Traditional Load Board:

Standard pay terms mean freight bills can be slow to pay out. By nature, you are typically working with a stranger on a load board, which means that shippers need time to verify load documents, carriers can be slow to send those documents over in the first place, and the process bottlenecks, causing carriers to wait 90+ days for a check in the mail.

FreightRover:

Luckily, it doesn’t have to be that way.  FreightRover’s PayEngine ensures that carriers are paid in as little as 24 hours.  Payment options are presented upon load selection, and can be changed on a per-load basis. Shippers and 3PLs don’t need to worry about paying out immediately, though. Instead, enjoy standard 30+ day pay terms, without slowing payment down for the carrier.

 

Track Load

Traditional Load Board:

It can be anywhere from annoying to downright difficult to keep track of your load as it moves.  Drivers have to manually report check calls and load updates. And while there are a many 3rd party platforms that offer extensive tracking, that in-depth tracking comes with a price tag.

FreightRover:

We know that load tracking and analytics are vital to successful freight management. That’s why we’ve partnered with MacroPoint to enable much of their their real-time global freight visibility and in-depth analytics directly within the FreightRover platform.  Working together, our platforms create automatic check calls for loads in FreightRover to virtually eliminate wasted time manually reporting updates.

 

Scan Docs

Traditional Load Board:

Searching, selecting, and tracking loads in a traditional load board can be a little clunky, but document approval is where it gets downright messy.
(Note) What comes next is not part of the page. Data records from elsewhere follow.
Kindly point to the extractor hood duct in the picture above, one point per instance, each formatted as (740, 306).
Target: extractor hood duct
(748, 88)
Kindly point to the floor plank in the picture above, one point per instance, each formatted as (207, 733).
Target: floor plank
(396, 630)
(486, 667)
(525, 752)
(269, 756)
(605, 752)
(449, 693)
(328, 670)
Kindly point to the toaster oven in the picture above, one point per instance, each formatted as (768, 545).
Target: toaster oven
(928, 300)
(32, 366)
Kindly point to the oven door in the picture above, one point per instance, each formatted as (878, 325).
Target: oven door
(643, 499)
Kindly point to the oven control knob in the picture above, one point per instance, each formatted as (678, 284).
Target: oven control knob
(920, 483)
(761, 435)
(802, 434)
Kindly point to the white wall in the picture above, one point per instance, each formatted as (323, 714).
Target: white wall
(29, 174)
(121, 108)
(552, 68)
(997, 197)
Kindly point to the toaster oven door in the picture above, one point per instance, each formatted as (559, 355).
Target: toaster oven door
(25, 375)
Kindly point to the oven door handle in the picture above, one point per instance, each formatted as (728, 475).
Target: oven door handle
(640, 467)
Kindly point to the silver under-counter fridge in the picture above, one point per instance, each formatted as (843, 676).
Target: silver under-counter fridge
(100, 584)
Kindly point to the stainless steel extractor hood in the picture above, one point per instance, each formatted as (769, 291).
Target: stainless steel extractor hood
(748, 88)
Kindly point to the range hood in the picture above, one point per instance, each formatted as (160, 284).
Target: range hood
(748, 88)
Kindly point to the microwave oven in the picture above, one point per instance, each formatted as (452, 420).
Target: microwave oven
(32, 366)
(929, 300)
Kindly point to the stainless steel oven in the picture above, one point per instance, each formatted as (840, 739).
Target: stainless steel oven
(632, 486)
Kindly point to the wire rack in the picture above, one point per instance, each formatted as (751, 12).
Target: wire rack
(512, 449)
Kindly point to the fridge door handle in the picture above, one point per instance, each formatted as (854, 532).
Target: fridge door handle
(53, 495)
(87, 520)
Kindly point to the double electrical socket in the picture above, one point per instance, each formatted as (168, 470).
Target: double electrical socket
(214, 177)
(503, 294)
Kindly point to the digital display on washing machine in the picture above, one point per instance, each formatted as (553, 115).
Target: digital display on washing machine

From mailed-in documents, to long lines at the truck stop waiting for scanning, document validation significantly slows down the payment process for both the carrier or owner operator, and the shipper/3PL.

FreightRover:

FreightRover’s partnership with Pegasus Transflo means that when the load is completed, drivers and their carriers can easily snap a few photos of the appropriate documents and send them off to the shipper or 3PL.  Shippers then have the option to either accept the documents, or request additional images.  As soon as the documents are accepted, FreightRover automatically releases payment to the carrier.  Indexing and repository is free and mobile scanning means drivers get to skip the truck stop line and head back out onto the road.

 

Finalize Loads

Traditional Load Board:

There’s no reason to beat a dead horse. We know that even after the load is finalized, the paycheck for a load hauled today might not come for two or three months.

FreightRover:

Carriers will receive their payment based on their pay terms selection, including 24-hour pay.  Shippers pay using their financing terms agreed upon enrollment (typically 30+ days).  Everyone is happy, and freight keeps moving.

 

When looking for the best way to find and manage freight or capacity, there’s plenty of options out there.  But which one is right for your business?  At FreightRover, we’ve streamlined the process from end-to-end.  From the moment you search a load in our system, all the way through receiving documents and finalizing the load, the process is simple and the control is comprehensive.